ALICE LAKWENA
from The Economist
AT A place called Wang Jok, in Paraa National Park in northern Uganda, the Nile flows strongly among trees and over rapids. This is a magic spot: coins, pots and human figures sometimes mysteriously appear from the river. And if you had visited Wang Jok in May 1986 you might have seen, sitting beside the water, a young woman of 30 apparently talking to herself.
People from Opit, the railway town where she lived, knew her as Alice Auma. She sold fish and flour with another woman and had had two husbands, both of whom had deserted her because she was barren. But it was not Alice Auma who was sitting by the Nile. She was possessed by a spirit called Lakwena, and he was holding a consultation with all the animals of the park.
They swarmed round him in a huge bellowing crowd, elephants and hippopotami and crocodiles and giraffes, many of them holding up wounded limbs to be healed. Lakwena asked them who was responsible for the civil war in Uganda, in which the Acholi rebels of the north were fighting the troops of Yoweri Museveni's National Resistance Army. They replied that “the people with two legs” were the violators of peace and Nature. A waterfall and a mountain were interrogated too. They gave back the same answer.
Thus began Alice's mission to purify first her native Acholi, then Uganda, then the world. Lakwena gave her stones and water, with which she went back to Opit and began to heal people. Beside the railway station she built a temple of mud-blocks and thatch in which, as Lakwena, she would sit on a throne and give instructions. When the men muttered that she was only a woman, Lakwena would announce in his commanding voice that he had possessed her precisely because she was a woman and a sinner, who had never got beyond seventh year in primary school; he was making an example of a hard case, saving her first, before he saved the wicked Acholi in general.
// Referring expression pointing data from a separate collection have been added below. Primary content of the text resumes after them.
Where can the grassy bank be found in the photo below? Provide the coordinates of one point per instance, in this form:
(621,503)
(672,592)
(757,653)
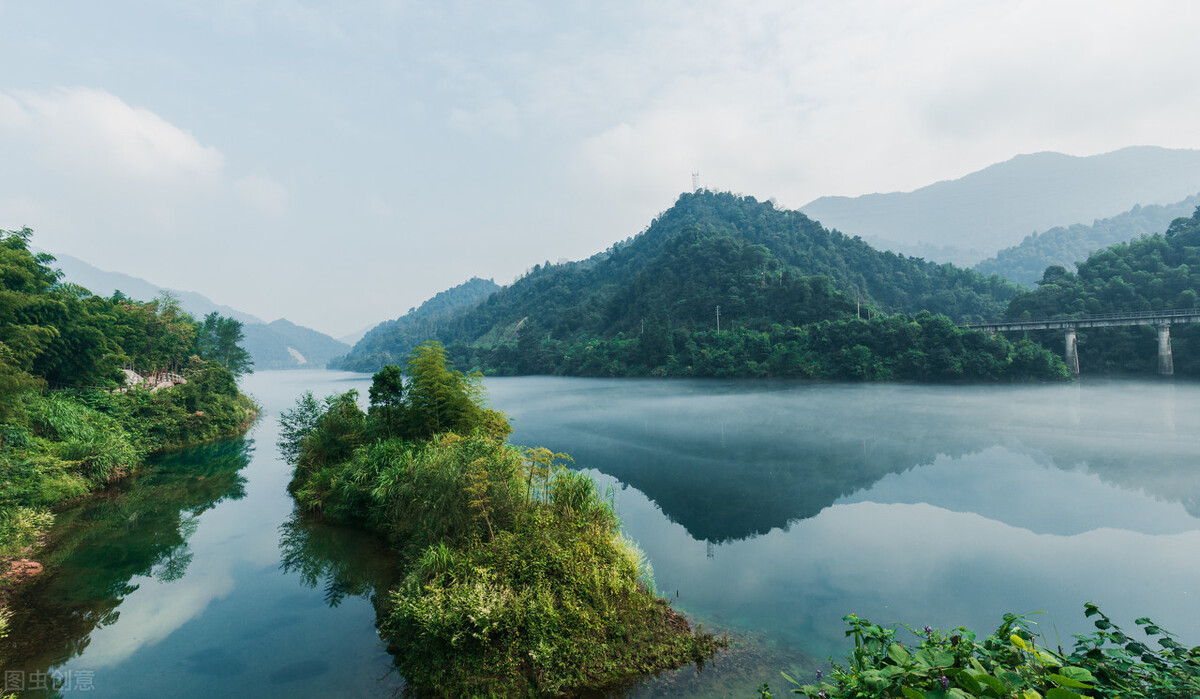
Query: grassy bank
(519,579)
(59,446)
Lakwena also offered, in August 1986, to conduct the war for them. And when the rebel commanders ignored him, he and Alice formed their own army. The Holy Spirit Mobile Forces (HSMF) numbered at their peak around 10,000 souls, not a few of them abducted children; and for a brief spell they were the most successful of all the groups fighting the NRA, which was now the Ugandan government.
Their methods were unorthodox. Lakwena, giving orders that his soldiers wrote down neatly in school exercise books, forbade them to use weapons. They did not need to, because they were pure. Each man had burned his witchcraft charms, and had appeased the spirit of anyone he had killed previously; and as the army marched into battle, singing Catholic hymns and with their bare torsos smothered in shea-nut oil, the bullets of the enemy would bounce right off them. Nature, too, was on their side. Water, if they were polite to it and “bought” each river they crossed with coins and shells, would block the enemy or drown him. Stones, if they threw them, would explode like grenades.
Avoiding anthills
Lakwena expressed these war-rules through Alice twice a day, at seven in the morning and seven at night, as she sat in a white robe on a fold-up chair in the middle of the camp. He made her repeat the 20 Holy Spirit Safety Precautions: no walking-sticks on the battlefield, no hiding behind anthills, no smoking, and each man to have “two testicles, neither more nor less”. Round Alice stood three charcoal stoves on which little wire replicas of enemy weapons were heated until they glowed and then waved above the soldiers' heads to immunise them. Something worked, for in several encounters the NRA soldiers, faced by rampant hymn-singers, dropped their weapons and ran away.
Alice revealed a little about Lakwena. He was an Italian army captain, drowned in the Nile in the first world war, who spoke 74 languages, including Latin. He had taken possession of her so violently in January 1985 that she ran amok and could not hear or speak. Sometimes, to discipline her, he would make her ill or order that she should be beaten six times with a stick. But he shared her body with other spirits: Wrong Element, a loud-mouthed American; Franko from Zaire; several Koreans and Arabs; and an Acholi nurse, Nyaker, whose voice was so thin that the soldiers could not understand it. They never knew, they said, whether Alice was a spirit or a person from one day to the next.
Gradually, however, she seemed to resolve into an ordinary wilful woman. As the HSMF marched south towards Kampala in the late summer of 1987, the influence of the spirits and Alice's own power seemed alike to be fading. The bullets no longer bounced off, and the enemy didn't run away. At Jinja, not far from the capital, the HSMF was smashed by artillery fire, and Alice fled on a bicycle.
The remnants of her soldiers—mustered under Joseph Kony, an ex-altar boy who claimed to be her cousin—metamorphosed into the horrifyingly violent Lord's Resistance Army, which continues to kill, rape, pillage and abduct children in today's Uganda. Alice settled in a refugee camp in Kenya, a greying barfly drinking gin and Coke. Lakwena returned to the Nile, and the Nile flows on.